I don’t think it can be that simple though. For one thing, this sort of explanation seems too easy. For another, we’d still need to explain the exact relation between the concepts of time and change. But, worst of all, it seems to me that, short of possessing the concept of change, one would not “observe” any change whatsoever, even if it was taking place before one’s eyes. It strikes me, in other words, that one must learn how to see change, just as one must learn how to see colour, or distance, or motion—or (indeed) how to see the world as existing in time. So while there may be some meaning to linking the concepts of time and change, there is yet no relief, since the concept of change is not all that much easier to explain than the concept of time.

Sooner or later, some harder digging has got to be done.
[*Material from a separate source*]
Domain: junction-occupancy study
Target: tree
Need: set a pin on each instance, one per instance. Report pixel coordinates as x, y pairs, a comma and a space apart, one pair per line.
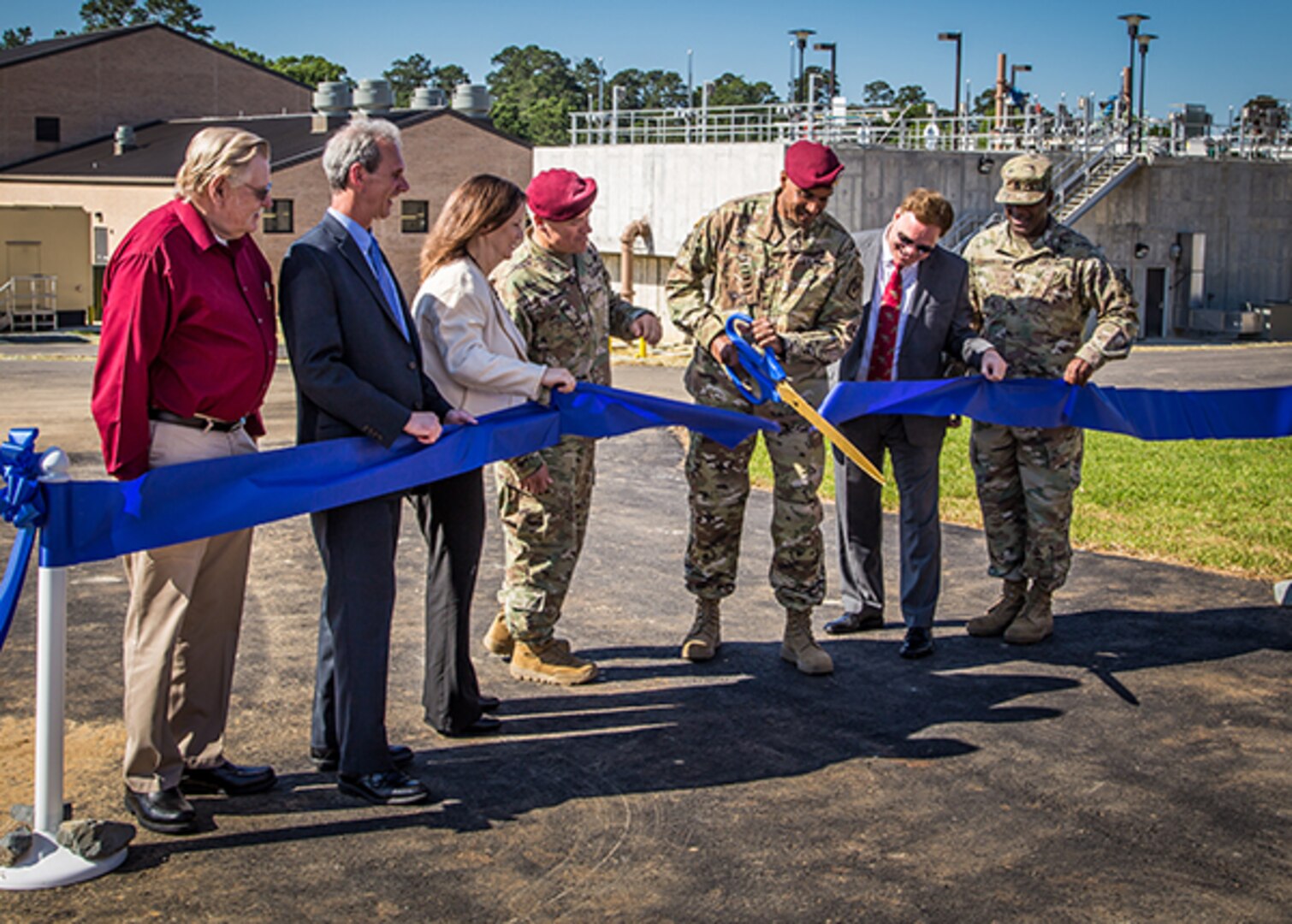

Personally, I’d be happy enough to understand the concept of change, regardless of whether that then helps us understand the concept of time. (It seems like it should though.) For example, if we can get clearer on how children (say) acquire the concept of change, i.e., on what children learn when they learn how to conceive of their surroundings as “changing,” then I think we’d be halfway towards answering these burning questions.